Terall: The strategy that I would have to support is the one that the city council comes up with because there’s not necessarily a fix-all answer. So yes, we do need a new well and another storage tank and from what I understand our sewer treatment is capable of handling the new homes that could be built here. The pipe that gets it there isn’t capable of handling the extra flow so we need to repair the sewer and water before we fix our roads so we don’t have to do it later and tear them all up. It’s something that needs to be discussed among the council and find out what the actual cost is to do this and then prioritize them based on need.
Directed to all: How would you balance the budget if revenue does not materialize from the cannabis industry?
Williams: We really underestimated the marijuana and we are already above that number so I think the staff has done a great job in balancing the budget. As long as we stay in that conservative mode of balancing the budget we won’t have to count on that extra revenue.
Longacre: Right now we are spending about $5 million annually and if the cannabis industry fell out I do think that any budget can be trimmed. Everything could be worked into the right number.
Beard: We have sufficient funds right now and the two major cannabis operations haven’t even started yet. I don’t think we would have a problem. If we do get new businesses started while they’re here then those businesses will generate revenue for the budget in case the cannabis industry does leave. So that would be an even greater reason to let them in and encourage them to invest in other non-cannabis businesses with that 1 percent tax refund.
Terral: We are doing an excellent at this point because they are here. If they were to go under or decide to close up we would have to sit down and reprioritize every project and make sure that we can basically keep the food on the table and the lights on.
The forum ended with candidates’ closing statements, starting with Terral
“I love this town and I want to see nothing but the best for this town and I’m very thankful for the cannabis industry coming in here and giving us the opportunities that we have now to fix our roads and infrastructure. If I’m elected I’m going to do what is right for the city of Needles to keep them on the right track, bring in new businesses and keep the businesses that we have.”

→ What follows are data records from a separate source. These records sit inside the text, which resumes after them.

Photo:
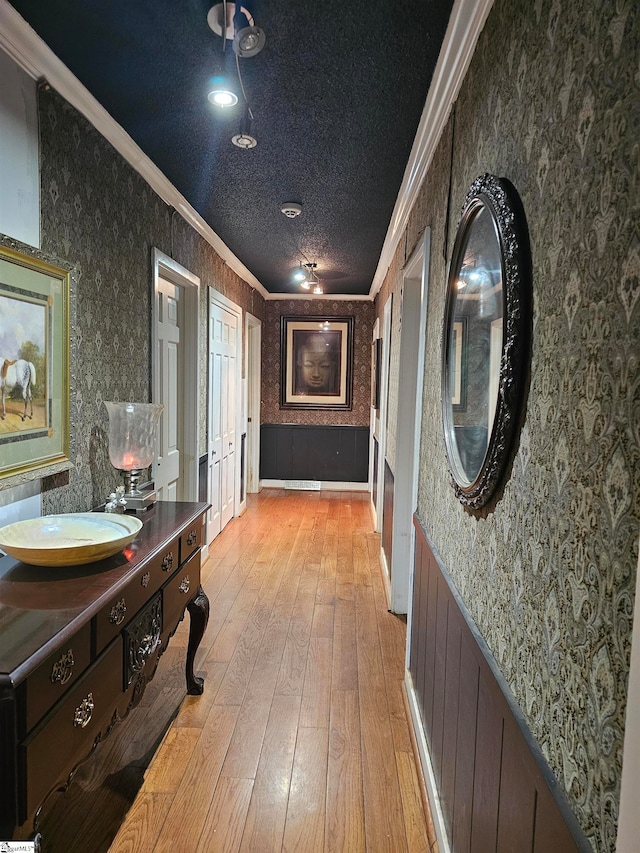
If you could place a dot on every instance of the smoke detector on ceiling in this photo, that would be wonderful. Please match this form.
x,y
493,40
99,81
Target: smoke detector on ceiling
x,y
291,209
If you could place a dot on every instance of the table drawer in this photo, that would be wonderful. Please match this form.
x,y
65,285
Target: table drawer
x,y
48,684
124,606
179,591
191,539
67,735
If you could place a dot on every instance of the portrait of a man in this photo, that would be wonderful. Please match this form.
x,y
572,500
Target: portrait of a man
x,y
317,362
317,358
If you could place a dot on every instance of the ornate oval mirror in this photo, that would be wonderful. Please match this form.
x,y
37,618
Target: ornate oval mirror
x,y
485,338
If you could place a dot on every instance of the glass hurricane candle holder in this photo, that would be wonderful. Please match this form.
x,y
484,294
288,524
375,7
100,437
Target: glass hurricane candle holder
x,y
132,430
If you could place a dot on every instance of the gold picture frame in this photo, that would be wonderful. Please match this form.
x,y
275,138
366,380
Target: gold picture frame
x,y
316,362
35,371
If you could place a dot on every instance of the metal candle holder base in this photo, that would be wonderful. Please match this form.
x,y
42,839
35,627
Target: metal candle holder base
x,y
137,500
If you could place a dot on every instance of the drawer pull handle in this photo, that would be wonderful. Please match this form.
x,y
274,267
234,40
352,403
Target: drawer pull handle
x,y
62,669
83,712
116,617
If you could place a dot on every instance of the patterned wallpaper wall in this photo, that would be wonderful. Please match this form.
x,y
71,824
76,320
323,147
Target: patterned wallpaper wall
x,y
548,572
99,215
364,314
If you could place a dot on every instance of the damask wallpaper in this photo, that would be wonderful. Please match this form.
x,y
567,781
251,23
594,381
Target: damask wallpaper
x,y
364,315
100,215
551,101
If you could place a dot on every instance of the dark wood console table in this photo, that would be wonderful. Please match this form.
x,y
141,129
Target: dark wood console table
x,y
78,646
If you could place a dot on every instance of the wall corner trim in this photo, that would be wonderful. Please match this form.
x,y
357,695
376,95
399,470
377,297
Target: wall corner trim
x,y
30,52
465,25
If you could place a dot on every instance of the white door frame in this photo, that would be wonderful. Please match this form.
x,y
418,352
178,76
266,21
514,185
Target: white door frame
x,y
415,291
162,266
222,301
629,817
381,422
253,369
374,429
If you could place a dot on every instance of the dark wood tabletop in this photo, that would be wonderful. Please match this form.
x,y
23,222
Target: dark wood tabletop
x,y
40,608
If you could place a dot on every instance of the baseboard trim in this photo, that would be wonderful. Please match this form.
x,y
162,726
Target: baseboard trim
x,y
325,486
433,798
386,577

Beard said, “It’s been said by people that live here if we had our own police department we would have people that knew the students at the schools and I know that’s very important for people who have families here. I believe my profession as an attorney for 36 years would serve me well in city council in many ways and I have already served as the proverbial thorn in the side for many years. One city manager where I used to live described me as both passionate and tenacious in my client negotiations and representations in city issues. I do want to say one thing that’s very important to me and that I’m a Christian. I believe in the Trinity: Father, Son, and Holy Ghost and I believe that Jesus is the son of God and he died on the cross for our salvation. My faith is important for me and I’m very strong on the constitution and on our rights in the constitution.

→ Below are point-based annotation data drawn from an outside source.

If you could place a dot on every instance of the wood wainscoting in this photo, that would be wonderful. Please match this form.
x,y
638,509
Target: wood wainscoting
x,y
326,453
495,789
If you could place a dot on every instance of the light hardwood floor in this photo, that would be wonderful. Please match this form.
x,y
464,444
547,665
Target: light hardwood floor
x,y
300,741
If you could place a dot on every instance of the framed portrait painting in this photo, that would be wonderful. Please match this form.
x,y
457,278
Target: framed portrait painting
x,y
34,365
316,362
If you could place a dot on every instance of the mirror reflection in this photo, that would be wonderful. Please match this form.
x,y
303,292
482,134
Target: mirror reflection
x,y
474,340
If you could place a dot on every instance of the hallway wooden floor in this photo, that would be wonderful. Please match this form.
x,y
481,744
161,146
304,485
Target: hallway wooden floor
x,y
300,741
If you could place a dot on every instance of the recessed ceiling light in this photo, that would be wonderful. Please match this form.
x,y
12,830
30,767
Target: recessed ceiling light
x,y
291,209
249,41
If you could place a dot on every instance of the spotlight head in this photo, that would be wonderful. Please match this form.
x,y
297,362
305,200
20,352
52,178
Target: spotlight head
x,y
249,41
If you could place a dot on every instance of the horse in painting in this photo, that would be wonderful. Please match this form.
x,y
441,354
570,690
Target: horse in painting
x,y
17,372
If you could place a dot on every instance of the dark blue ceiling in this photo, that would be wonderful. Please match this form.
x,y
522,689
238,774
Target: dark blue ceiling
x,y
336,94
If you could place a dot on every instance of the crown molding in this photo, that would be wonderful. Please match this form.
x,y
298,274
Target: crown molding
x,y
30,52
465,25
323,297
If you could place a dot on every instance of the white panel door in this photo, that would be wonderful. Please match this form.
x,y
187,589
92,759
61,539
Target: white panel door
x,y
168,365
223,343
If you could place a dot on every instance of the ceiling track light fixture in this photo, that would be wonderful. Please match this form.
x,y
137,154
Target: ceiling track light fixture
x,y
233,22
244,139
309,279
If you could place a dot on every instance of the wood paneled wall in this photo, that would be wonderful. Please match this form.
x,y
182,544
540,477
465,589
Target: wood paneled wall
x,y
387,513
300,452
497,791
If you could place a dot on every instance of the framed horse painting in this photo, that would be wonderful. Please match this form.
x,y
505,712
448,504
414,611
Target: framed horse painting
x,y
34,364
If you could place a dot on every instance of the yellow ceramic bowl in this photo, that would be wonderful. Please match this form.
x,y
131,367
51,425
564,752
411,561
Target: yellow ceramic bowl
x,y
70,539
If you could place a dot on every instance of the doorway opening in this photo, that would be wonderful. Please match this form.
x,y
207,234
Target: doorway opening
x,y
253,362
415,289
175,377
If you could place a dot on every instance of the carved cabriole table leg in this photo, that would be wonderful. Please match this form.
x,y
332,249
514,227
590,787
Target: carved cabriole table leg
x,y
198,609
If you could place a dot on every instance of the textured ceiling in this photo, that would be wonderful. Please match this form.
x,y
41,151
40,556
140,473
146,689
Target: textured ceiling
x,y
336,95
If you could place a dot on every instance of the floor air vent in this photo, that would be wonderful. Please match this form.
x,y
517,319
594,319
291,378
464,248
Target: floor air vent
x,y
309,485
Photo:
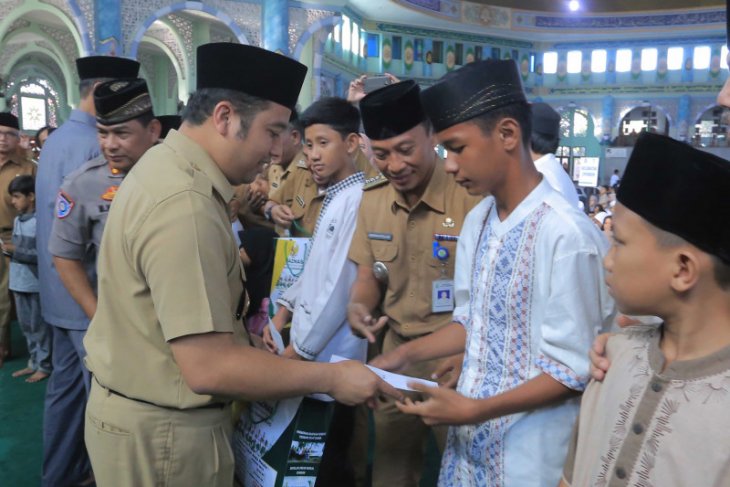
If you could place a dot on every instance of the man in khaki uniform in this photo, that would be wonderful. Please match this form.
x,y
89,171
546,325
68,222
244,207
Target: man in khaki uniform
x,y
251,198
167,347
10,166
405,246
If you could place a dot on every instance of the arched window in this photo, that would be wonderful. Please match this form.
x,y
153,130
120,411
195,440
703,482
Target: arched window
x,y
35,102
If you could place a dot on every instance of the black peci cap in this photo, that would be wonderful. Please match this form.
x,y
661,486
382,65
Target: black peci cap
x,y
92,67
661,170
251,70
392,110
472,90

Longacre said, “I’m not getting to politics to make friends since I have a whole city of friends and family but like I said I have two young boys that want to live here. I believe my grandparents came here about 118 years ago and drew the blueprints for this town and I’d like to write the blueprints for the next 20 years for our city. On election day, I’m here to invoke change so vote for me.”
Williams joked, “I’d appreciate your vote because you know we are all up here for the money (city council gets paid $1 a month). Seriously, he continued, “I’ve been working for the city for a long time before I was on the city council. I would just like to keep the city moving forward and work with all the community and make sure that we leave a city for our kids and grandkids to be proud of. So on election day you can vote for anybody, just go vote.”